According to a recently released study by the U.K. chapter of the International Fund for Animal Welfare (IFAW), a booming Internet trade in exotic animal parts is hastening the extinction of a host of endangered wildlife species around the world. The report, “Caught in the Web, Wildlife Trade on the Internet,” cites hundreds of examples of live primates and thousands of rare animal products—for the most part the product of illegal poaching—for sale via websites (such as eBay.com) over the course of just one recent week.
“Trade on the Internet is easy, cheap and anonymous,” says Phyllis Campbell-McRae, IFAW’s U.K. director. “The result is a cyber black market where the future of the world’s rarest animals is being traded away.”

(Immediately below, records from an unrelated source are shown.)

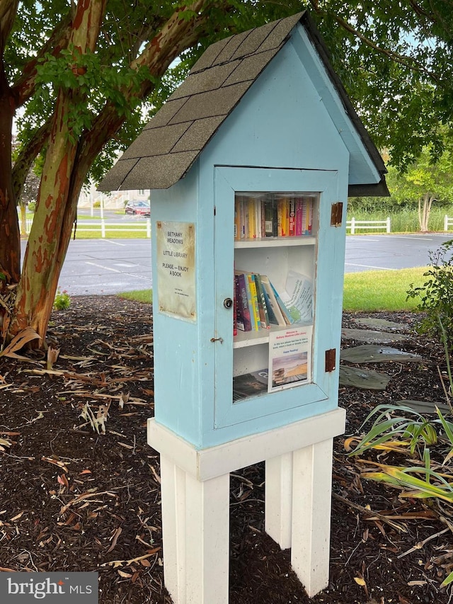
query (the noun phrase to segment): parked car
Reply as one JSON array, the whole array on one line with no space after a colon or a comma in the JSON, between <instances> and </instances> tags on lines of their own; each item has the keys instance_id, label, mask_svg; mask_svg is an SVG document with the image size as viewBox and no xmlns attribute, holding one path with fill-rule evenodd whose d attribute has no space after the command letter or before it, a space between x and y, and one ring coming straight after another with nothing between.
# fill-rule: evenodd
<instances>
[{"instance_id":1,"label":"parked car","mask_svg":"<svg viewBox=\"0 0 453 604\"><path fill-rule=\"evenodd\" d=\"M136 214L140 216L151 216L149 202L132 200L126 204L125 212L126 214L132 214L133 216Z\"/></svg>"}]
</instances>

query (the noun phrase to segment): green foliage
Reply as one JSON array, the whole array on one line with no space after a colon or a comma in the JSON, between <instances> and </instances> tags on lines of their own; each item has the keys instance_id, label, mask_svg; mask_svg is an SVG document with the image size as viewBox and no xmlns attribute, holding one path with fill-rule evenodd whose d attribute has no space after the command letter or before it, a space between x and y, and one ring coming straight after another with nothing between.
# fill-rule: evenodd
<instances>
[{"instance_id":1,"label":"green foliage","mask_svg":"<svg viewBox=\"0 0 453 604\"><path fill-rule=\"evenodd\" d=\"M375 466L378 470L367 469L361 477L406 489L400 492L400 497L434 497L453 503L453 468L449 465L453 455L453 423L446 420L437 408L436 411L438 418L430 420L410 407L376 407L363 423L375 416L371 428L348 455L362 455L372 448L406 453L410 456L408 465L387 465L368 460L367 465ZM349 439L345 443L346 448L355 440ZM440 445L445 456L440 466L432 462L430 447L435 445ZM414 455L418 460L415 464L411 462ZM440 467L442 472L438 471Z\"/></svg>"},{"instance_id":2,"label":"green foliage","mask_svg":"<svg viewBox=\"0 0 453 604\"><path fill-rule=\"evenodd\" d=\"M423 283L425 268L365 270L345 275L343 309L349 312L415 311L415 300L407 299L408 283Z\"/></svg>"},{"instance_id":3,"label":"green foliage","mask_svg":"<svg viewBox=\"0 0 453 604\"><path fill-rule=\"evenodd\" d=\"M437 336L453 349L453 239L444 242L430 253L430 266L423 273L427 278L421 286L411 284L407 300L418 301L423 312L418 329Z\"/></svg>"},{"instance_id":4,"label":"green foliage","mask_svg":"<svg viewBox=\"0 0 453 604\"><path fill-rule=\"evenodd\" d=\"M403 169L451 132L453 11L443 0L314 0L336 72L378 147ZM449 136L451 135L449 135Z\"/></svg>"},{"instance_id":5,"label":"green foliage","mask_svg":"<svg viewBox=\"0 0 453 604\"><path fill-rule=\"evenodd\" d=\"M59 287L57 290L54 300L54 308L56 310L66 310L71 306L71 297L66 290L62 291Z\"/></svg>"},{"instance_id":6,"label":"green foliage","mask_svg":"<svg viewBox=\"0 0 453 604\"><path fill-rule=\"evenodd\" d=\"M137 290L132 292L123 292L119 294L119 297L128 300L135 300L143 304L151 304L153 301L153 290Z\"/></svg>"},{"instance_id":7,"label":"green foliage","mask_svg":"<svg viewBox=\"0 0 453 604\"><path fill-rule=\"evenodd\" d=\"M417 209L413 204L408 203L398 205L392 198L384 198L386 202L381 202L381 198L376 199L376 203L368 201L361 205L360 198L355 198L354 204L348 202L348 220L352 217L356 220L385 220L389 217L392 233L415 233L420 230L420 224ZM364 209L369 208L369 209ZM430 231L440 232L444 229L444 217L445 215L453 215L453 205L435 205L430 214ZM357 229L357 232L360 232ZM369 233L369 231L367 232Z\"/></svg>"}]
</instances>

Environmentalists complain that without stricter penalties and better enforcement by both national and international authorities, the trade in exotic animals and their parts will continue to flourish unchecked on the Internet and elsewhere. IFAW is calling for a code of practice for Internet auction sites and for the laws on animal trading to be clarified.
But Campbell-McRae concedes that since much of the trade is thriving in the gray area of cross-border Internet-based commerce, reducing demand through increased education might be the only hope of eliminating illegal sales. “Trade in wildlife is driven by consumer demand, so when the buying stops, the killing will too,” she says. “Buying wildlife online is as damaging as killing it yourself.”